I suggest that you look at RV Towing Tips, which has a wealth of information. Their URL is http://www.rvtowingtips.com/ After reading the pertintent topics there, you may decide that your dealer perhaps didn't give you the best advice. Personally, if I had your TV and TT, I would install a good sway control product.

This Outbackers forum is greatly interested in safety. Towing a large, heavy and tall trailer cannot be compared to towing a pop-up or even a fairly large boat, which experience many people may have. There are some members here who have wrecked both TV and TT due to uncontrollable sway. Strong crosswinds and passing 18 wheelers are serious causes of sway, which can become uncontrollable. Your best bet is to prevent sway in those situations with good sway control equipment.

Bill


----------



## z-family (Oct 2, 2004)




----------



## BobbyDup (May 29, 2005)

I reccomend the Hensley arrow. I am pulling a 31RQS with basicaly the same setup you have and it works great. I was going accross the desert and didn't realize that I had a 35MPH cross wind till I got out at the gas station. Absolutly no sway. Feels liek the truck and trailer are one. It works as adertised. If you don't have $3K for a new one check ebay.


----------



## kjp1969 (Apr 25, 2004)

Hensley for us also, and it works great. Some folks are very happy with other setups, but I wouldn't trade the Hensley for anything, except maybe a Pullrite.

Kevin


----------



## cookie9933 (Feb 26, 2005)

From all accounts we have heard, the Hensley and Pull-Rite hitches are probably the best. But at three grand, we should expect them to work superbly.
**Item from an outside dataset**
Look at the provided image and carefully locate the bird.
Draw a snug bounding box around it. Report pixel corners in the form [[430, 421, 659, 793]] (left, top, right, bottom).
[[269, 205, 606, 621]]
But for my hard-earned money, I think a Reese dual cam is tough to beat. For a complete set-up (weight distribution hitch including dual cam) it costs about 20-25% of the expensive ones mentioned and I would bet it performs probably 75% as well.

Bill


----------



## Martybeech (Mar 13, 2004)

I've towed with the Equalizer WD system over 15,000 miles in the last 2 years from Montana to Cape Breton NS. It has been rock steady in all situations and very easy to hook and unhook.


----------